また解雇通知は30日前に予告することが通常の解雇では義務付けられており、試用期間内であったとしても変わりありません。ただし30日前通知の代替として解雇予告手当があります。30日前の解雇通知義務を、解雇する人が30日以上働いたとする平均賃金を支払う解雇予告手当に変えることは可能です。

しかし試用期間開始から14日以内であれば、上記の義務は必要ではないと特例があります。

試用期間内の退職について

解雇が試用期間だからと言って容易に出来ないように、退職についての取り扱いも試用期間内であっても特に変わりはありません。

長期雇用を前提としている為、試用期間であっても各種社会保険に企業は採用した人を加入させる義務もあります。給与は試用期間中は減額されている可能性もありますが、既に雇用契約は成立している状態です。

「試用期間だからスグに辞められる」と思われている人もいますが、これは誤解であることが上記のことから分かるでしょうか。確かに業務の引継ぎを行なう必要や有給休暇も未だ支給が無い場合がほとんどですので、退職までにかかる期間は長期で働いていた人に比べると短いかもしれません。

しかし雇用契約が成立している以上、退職は基本的には会社の就業規則に応じた期間(例えば1か月前など)に申し出る必要があります。労働基準法の観点から見ても2週間前には申し出ることが義務付けられています。従って退職を伝えた日に辞める「即日退職」もトラブルに繋がる危険性があります。

試用期間内の退職と経歴

「経歴にならないうちに試用期間内で退職しよう」と思われる人もいるかもしれませんが、試用期間であっても職務経歴にはなります。長期雇用を前提とし、正社員として入社した事実は試用期間だとしても変わらないのです。

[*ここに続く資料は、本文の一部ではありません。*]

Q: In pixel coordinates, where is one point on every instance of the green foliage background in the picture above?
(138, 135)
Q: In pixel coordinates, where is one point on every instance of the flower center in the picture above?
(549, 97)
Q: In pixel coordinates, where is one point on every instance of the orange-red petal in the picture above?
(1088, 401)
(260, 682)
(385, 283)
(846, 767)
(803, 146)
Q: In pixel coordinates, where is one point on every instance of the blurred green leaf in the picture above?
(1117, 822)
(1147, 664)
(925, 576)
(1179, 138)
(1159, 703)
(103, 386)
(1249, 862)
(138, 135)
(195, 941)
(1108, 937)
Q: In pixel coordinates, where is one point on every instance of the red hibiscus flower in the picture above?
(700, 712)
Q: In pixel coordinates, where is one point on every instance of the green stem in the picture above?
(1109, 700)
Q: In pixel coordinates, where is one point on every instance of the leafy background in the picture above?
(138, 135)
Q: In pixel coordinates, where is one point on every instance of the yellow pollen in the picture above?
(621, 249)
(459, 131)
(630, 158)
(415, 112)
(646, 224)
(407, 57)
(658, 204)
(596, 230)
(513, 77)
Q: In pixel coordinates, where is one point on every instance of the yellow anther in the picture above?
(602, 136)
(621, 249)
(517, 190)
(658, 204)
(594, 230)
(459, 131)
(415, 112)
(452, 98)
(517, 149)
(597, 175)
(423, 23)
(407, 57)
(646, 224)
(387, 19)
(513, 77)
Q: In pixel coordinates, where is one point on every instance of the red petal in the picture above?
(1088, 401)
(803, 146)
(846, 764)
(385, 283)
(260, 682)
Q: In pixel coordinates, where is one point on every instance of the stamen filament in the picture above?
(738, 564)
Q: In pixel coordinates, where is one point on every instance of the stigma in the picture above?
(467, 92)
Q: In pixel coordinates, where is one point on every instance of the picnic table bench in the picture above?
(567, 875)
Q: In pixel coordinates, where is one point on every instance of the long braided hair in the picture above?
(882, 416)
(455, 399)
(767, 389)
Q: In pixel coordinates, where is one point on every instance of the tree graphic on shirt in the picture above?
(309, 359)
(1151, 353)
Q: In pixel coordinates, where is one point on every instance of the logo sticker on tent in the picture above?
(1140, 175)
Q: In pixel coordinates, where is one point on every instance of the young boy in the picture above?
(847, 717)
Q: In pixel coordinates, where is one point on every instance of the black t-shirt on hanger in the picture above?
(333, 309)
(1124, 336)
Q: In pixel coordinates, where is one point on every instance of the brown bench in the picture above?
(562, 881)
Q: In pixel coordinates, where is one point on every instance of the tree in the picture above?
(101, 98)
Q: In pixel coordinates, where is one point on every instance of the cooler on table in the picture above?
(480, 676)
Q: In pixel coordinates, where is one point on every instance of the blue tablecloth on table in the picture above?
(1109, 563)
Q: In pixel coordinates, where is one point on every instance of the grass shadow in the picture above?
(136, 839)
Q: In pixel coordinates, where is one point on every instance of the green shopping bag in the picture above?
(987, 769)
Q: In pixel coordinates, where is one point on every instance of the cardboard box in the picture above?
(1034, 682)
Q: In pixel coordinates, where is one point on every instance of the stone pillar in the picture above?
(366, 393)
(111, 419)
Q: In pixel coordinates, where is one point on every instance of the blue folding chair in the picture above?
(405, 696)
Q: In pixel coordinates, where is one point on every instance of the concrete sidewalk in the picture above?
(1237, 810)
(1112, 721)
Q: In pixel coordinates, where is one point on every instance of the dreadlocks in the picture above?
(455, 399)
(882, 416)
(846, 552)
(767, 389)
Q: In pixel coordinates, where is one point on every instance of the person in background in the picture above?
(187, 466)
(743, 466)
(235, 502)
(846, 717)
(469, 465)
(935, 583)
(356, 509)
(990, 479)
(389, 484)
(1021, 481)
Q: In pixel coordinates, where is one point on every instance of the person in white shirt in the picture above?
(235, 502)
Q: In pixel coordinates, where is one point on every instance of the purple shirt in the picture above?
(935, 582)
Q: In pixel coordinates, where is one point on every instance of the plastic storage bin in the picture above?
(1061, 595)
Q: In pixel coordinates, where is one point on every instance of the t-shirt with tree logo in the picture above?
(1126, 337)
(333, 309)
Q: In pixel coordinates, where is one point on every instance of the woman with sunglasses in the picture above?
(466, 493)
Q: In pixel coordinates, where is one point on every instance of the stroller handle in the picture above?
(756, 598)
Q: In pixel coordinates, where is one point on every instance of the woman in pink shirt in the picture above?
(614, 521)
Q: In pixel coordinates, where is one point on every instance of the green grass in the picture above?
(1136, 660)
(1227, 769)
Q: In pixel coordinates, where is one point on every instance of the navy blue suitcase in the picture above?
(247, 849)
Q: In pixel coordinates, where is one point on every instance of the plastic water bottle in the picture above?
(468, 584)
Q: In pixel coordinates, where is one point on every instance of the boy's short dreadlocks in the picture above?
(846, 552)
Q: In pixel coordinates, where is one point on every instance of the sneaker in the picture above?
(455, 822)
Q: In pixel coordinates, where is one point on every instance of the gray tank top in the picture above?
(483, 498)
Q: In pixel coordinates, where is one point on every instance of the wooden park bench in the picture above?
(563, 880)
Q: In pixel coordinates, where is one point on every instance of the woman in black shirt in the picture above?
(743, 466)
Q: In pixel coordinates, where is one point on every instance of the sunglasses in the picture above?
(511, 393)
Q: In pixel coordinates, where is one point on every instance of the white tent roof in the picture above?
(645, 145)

ですので、試用期間での退職は履歴書に書かなくて良い、あるいは転職先に伝えなくて良い、というのは誤解です。経歴詐称にあたり、正当な解雇理由に値します。入社後のトラブルを防ぐ為にも必ず転職先に伝えた方が良いでしょう。

経歴を詐称したとしても面接時に見抜かれてしまう可能性が高いと想定されますが、バレずに入社が出来たとしましょう。しかし嘘はどこで判明するか分かりません。

雇用保険に加入していれば保険の履歴に前職の名前が残っています。また雇用保険に加入する前に退職していたとしても、SNSなどネットでの情報が多く出回る現在ではいつどこで経歴詐称が判明してもおかしくは無い状態です。

企業が簡単に試用期間で解雇出来ないことと同じように、経歴上で見ても簡単に退職することは出来ないのです。

転職前に知っておきたい「試用期間」について、まとめ

これまでご紹介してきたように解雇や雇用条件、退職に関してが大きく変更される訳ではなく、試用期間があるからと入社することに不安に感じる必要はありません。

企業もお試しで試用期間を設けてはいないので、あくまでも長期的に雇用していきたいと採用することが前提です。だからこそ採用される側も長期的な目線で入社することを心掛けましょう。

一方で入社後に試用期間内についての考え方でトラブルに繋がってしまうケースも無い訳ではありません。また試用期間内での早期退職をされている人は、経歴上告知する義務があることも忘れずに。正しい知識と入社する企業の考えを把握した上で入社をすることで、早期退職のリスクを防ぐことが出来るでしょう。